Located in the Main Hall of Kilkenny Castle today, there are a pair of beautifully decorated bronze urns originally designed for a garden. The pair are very fine copies of two bronze urns designed in the Louis XIV style by Claude Ballin for Versailles. The bronze urns were copied from a larger design made for marble parapets for the gardens at Versailles. Claude Ballin (1615 – 1678) goldsmith to Louis XIV was commissioned to design the urns and they were modelled by Legendre, Magniere, Tuby and Angulier and cast by Duval. Numerous copies were made by foundries in the 19th Century and the original bronze urns can still be seem in Versailles today.
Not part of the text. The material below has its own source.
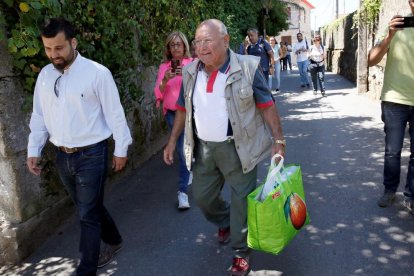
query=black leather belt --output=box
[58,140,106,154]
Each of the urns are in a baluster form and have a raised double-headed Janus handles. The sides are boar masks and bands of shells, oak leaves and Greek Key decoration. Both of the urns have a wonderful blue-green patina.
As described the urns have Janus handles. Janus was a Roman god; the ancient Greeks had no equivalent god in their own pantheon. Janus presided over the beginning and the end of conflict, and hence war and peace. The gate of a building in Rome were named after him, were opened during a time of war and closed during a time of peace. As a god of transitions, he had functions relating to birth, to journeys and exchange, he was also concerned with travels, shipping and trading.
The name Janus in Latin means ‘arched passage or doorway’ and comes from the Proto-Italic word iánu meaning ‘door’. It is cognate with the Sanskrit word yáti ‘to travel’, the Lithuanian word jóti, ‘to ride’ and ultimately the Irish word áth, ‘to ford’. Because of his association with doors, we derive the modern word ‘Janitor’ form the Latin ‘ianitor’.
In the Middle Ages Janus was the symbol of the port city of Genoa, whose Medieval Latin name was Ianua.
Today of course, he gives his name to the first month of the year January, the beginning of the year. The origin dates back to the legendry king of Rome Numa Pompilius (c.753 – 673); the second king of Rome after the Romulus the founder of the city. Numa in his regulation of the Roman calendar called the first month Januarius after the god Janus according to tradition and it is the oldest verifiable story known about the Janus and the creation of the month of January.